Map of Azad Kashmir with the Hattian Bala District highlighted in red

==History==
The Hattian Bala District was a part of the Uri Tehsil of the Muzaffarabad District in Jammu and Kashmir, following the end of the first conflict between India and Pakistan. The initial clash between India and Pakistan ended with a truce, and Hattian Bala was separated from Uri Tehsil. The Leepa Valley sector of the historic Karnah Tehsil (Neelum District) had been made a non contiguous part of Karnah Tehsil and thereforth became a part of Hattian Bala District. The district of Hattian Bala was created in July 2009 under Sardar Muhammad Yaqoob Khan's coalition government in Azad Kashmir.

==Demographics==
===Social groups===
Gujjar is a major ethnic group of Hattian Bala district and Azad Kashmir they make up to 35% of total population of the district and they mainly speak Gujari as their mother tongue.

===Language===
Two major languages spoken in the district are Pahari and Gujari. In Muzaffarabad District Pahari is spoken by 50% Pahari (including all dialects), 35% Gujari, and 15% Kashmiri individuals.

==Geography==
There are two districts of Indian-administered Jammu and Kashmir bordering it on the north and east, and Bagh District and Muzaffarabad on the south. It has a population of 230,529 people.
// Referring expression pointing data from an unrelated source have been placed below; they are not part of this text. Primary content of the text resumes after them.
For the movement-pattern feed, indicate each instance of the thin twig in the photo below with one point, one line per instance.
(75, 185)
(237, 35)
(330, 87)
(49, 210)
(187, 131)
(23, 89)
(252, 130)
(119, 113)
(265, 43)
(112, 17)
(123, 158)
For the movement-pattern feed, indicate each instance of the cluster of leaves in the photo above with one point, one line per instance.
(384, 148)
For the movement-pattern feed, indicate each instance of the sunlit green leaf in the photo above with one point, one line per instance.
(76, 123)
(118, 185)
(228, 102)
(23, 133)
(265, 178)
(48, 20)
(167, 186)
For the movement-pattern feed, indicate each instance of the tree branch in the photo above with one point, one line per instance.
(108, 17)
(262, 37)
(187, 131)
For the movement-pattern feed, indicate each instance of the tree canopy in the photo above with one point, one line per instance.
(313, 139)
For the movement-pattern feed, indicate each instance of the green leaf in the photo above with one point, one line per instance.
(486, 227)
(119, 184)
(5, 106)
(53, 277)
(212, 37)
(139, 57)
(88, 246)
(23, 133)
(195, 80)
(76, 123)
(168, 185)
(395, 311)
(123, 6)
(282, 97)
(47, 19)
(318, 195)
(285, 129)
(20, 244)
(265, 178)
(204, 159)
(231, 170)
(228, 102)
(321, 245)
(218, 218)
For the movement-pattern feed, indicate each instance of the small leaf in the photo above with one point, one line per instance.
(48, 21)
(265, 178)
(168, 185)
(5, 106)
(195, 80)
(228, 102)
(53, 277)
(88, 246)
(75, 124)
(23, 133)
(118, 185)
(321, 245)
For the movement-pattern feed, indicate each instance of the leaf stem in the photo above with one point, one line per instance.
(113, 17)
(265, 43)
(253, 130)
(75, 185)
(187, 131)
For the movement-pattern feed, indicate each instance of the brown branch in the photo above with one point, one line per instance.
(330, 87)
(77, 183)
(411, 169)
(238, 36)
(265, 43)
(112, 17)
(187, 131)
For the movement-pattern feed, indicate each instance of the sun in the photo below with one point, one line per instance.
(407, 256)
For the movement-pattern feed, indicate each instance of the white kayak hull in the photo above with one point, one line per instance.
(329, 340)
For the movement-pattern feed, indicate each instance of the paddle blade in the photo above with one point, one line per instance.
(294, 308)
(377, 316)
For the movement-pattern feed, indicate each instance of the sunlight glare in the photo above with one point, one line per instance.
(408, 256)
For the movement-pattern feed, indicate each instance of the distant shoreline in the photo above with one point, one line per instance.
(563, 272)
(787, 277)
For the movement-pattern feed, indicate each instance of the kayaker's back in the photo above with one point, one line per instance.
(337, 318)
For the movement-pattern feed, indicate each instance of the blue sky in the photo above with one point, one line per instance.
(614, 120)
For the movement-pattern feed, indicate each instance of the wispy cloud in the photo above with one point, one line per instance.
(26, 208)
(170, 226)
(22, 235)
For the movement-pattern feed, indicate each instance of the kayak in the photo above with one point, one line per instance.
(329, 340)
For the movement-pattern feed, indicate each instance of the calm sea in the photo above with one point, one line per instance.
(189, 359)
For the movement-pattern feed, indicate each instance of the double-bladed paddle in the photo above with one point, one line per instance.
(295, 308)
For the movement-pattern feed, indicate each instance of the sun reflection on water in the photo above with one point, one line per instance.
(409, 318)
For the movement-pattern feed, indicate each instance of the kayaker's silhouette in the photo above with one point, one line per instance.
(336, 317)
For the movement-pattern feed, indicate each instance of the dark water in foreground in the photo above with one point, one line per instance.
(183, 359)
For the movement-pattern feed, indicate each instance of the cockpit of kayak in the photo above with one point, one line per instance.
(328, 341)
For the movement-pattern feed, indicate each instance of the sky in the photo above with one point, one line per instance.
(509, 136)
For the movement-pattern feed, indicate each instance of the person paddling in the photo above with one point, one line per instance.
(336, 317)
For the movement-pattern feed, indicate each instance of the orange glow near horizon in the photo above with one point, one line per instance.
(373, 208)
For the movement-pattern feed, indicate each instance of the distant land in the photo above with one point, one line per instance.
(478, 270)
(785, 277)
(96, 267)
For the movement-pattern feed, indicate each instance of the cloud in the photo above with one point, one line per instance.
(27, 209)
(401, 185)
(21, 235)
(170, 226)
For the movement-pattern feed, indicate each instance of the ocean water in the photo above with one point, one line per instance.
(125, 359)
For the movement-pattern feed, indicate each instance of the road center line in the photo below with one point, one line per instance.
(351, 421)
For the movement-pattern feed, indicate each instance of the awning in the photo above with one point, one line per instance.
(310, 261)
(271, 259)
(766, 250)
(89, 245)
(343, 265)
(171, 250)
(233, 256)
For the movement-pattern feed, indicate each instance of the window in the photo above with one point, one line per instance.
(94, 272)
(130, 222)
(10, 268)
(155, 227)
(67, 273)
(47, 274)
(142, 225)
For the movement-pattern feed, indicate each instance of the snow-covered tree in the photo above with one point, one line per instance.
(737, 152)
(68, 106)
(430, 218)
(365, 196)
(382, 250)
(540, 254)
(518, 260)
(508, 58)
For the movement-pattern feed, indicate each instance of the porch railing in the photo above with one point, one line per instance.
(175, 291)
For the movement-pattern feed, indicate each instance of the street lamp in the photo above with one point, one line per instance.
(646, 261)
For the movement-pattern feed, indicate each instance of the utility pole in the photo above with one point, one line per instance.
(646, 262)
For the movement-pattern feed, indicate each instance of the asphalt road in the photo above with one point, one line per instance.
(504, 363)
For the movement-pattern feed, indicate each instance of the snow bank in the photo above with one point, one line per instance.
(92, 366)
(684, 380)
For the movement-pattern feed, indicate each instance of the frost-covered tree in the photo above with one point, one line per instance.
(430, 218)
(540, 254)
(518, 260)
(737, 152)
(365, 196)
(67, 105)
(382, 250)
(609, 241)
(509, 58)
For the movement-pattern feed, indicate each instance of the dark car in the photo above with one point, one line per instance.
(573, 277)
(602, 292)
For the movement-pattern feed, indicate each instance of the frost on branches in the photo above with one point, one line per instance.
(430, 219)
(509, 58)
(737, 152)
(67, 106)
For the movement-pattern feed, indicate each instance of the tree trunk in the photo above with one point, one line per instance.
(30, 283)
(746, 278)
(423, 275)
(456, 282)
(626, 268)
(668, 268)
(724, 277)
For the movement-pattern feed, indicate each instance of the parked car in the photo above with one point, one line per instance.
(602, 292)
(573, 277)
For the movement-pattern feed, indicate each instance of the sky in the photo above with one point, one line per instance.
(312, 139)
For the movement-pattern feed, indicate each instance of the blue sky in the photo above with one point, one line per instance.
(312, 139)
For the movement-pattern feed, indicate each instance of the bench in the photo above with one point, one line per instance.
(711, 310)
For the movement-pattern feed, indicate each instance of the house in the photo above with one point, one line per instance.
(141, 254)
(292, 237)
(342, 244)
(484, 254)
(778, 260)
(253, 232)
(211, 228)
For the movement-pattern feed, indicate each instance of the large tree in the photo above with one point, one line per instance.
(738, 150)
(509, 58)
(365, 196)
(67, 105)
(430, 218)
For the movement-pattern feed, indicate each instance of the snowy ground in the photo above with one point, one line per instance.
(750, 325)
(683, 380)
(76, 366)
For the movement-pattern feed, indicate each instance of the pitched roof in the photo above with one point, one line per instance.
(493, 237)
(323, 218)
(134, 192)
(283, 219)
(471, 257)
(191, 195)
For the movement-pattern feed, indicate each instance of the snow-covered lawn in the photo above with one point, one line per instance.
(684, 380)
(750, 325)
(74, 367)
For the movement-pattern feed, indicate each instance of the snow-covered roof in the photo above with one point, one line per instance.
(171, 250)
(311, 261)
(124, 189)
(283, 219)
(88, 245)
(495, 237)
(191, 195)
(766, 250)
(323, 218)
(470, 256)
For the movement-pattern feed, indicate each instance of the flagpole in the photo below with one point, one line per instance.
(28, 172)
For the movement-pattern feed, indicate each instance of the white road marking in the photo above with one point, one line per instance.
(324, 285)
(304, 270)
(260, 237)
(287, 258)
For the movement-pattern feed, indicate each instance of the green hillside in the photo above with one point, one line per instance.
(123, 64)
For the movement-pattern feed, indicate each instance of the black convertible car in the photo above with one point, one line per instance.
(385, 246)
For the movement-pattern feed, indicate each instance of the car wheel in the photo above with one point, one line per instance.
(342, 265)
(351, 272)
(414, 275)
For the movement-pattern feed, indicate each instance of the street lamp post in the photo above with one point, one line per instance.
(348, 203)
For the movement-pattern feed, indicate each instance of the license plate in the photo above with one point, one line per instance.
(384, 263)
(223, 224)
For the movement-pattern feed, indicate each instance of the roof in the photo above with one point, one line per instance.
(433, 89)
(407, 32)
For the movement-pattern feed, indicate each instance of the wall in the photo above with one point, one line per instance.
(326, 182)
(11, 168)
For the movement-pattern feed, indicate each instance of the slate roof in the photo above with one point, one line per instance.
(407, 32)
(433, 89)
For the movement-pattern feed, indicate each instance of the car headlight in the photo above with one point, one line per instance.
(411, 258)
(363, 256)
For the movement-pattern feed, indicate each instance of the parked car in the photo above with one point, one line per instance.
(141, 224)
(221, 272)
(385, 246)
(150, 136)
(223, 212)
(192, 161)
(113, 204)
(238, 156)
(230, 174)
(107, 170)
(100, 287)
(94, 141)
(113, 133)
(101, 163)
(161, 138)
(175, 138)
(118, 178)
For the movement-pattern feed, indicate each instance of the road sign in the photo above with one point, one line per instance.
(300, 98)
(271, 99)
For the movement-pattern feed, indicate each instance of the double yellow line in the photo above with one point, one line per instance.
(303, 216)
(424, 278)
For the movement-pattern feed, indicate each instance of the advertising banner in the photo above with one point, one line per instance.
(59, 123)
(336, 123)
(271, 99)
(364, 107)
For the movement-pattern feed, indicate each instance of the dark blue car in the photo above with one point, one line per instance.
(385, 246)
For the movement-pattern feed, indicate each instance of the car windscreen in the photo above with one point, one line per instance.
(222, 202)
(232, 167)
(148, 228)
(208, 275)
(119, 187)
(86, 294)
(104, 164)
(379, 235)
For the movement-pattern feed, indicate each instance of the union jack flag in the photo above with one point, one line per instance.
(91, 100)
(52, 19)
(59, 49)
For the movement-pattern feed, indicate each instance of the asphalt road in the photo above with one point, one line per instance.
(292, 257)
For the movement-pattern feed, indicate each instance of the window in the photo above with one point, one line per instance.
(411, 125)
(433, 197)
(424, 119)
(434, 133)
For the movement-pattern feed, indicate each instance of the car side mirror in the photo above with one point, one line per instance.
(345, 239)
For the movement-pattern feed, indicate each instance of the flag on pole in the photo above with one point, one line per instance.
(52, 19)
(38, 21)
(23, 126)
==Administrative divisions==
The Hattian Bala District consists of three tehsils:

- Chikkar Tehsil
- Hattian Bala Tehsil
- Leepa Tehsil

The district council of Hattian Bala has 12 union councils (consisting of eight UCs from Constituency No. 5 and four UCs from Constituency No. 6), one municipal committee at Hattian, and one town committee at Chikar. The Rural Development Department (RDD) has three centers: Hattian, Leepa, and Chikar. The assistant director of Local Government & RDD Hattian is the administrative officer for rural development, with two project managers at each center.

== Infrastructure ==
Hattian Bala District faces chronic infrastructure challenges, with narrow, poorly maintained roads and limited emergency services posing serious risks to residents. Despite repeated demands, successive governments have neglected meaningful development in the region.

This ongoing neglect was evident in July 2025 when a school van accident near Tambryal Mor injured several students, highlighting the dangerous condition of local roads and lack of safety measures.

==Education==
According to the Alif Ailaan Pakistan District Education Rankings 2015, the Hattian Bala District is ranked 28 out of 148 districts in terms of education. For facilities and infrastructure, the district is ranked 112 out of 148.
The district has few colleges, so many people in the district attend the Allama Iqbal Open University or the AJK University at its main Muzaffarabad campus, at its Neelum campus, or at the recently inaugurated Hattian Bala campus, which has faculties for the teaching of the English Language, computer science, and business administration. Two areas in the district are renowned for education, having high literacy rates: Leepa Valley and the village of Pahal, located near the LOC. The district also has some private institutions, such as the READ Foundation Science College Hattian Bala, the READ Foundation Science College Chenari, and the Smart School Hattian Bala.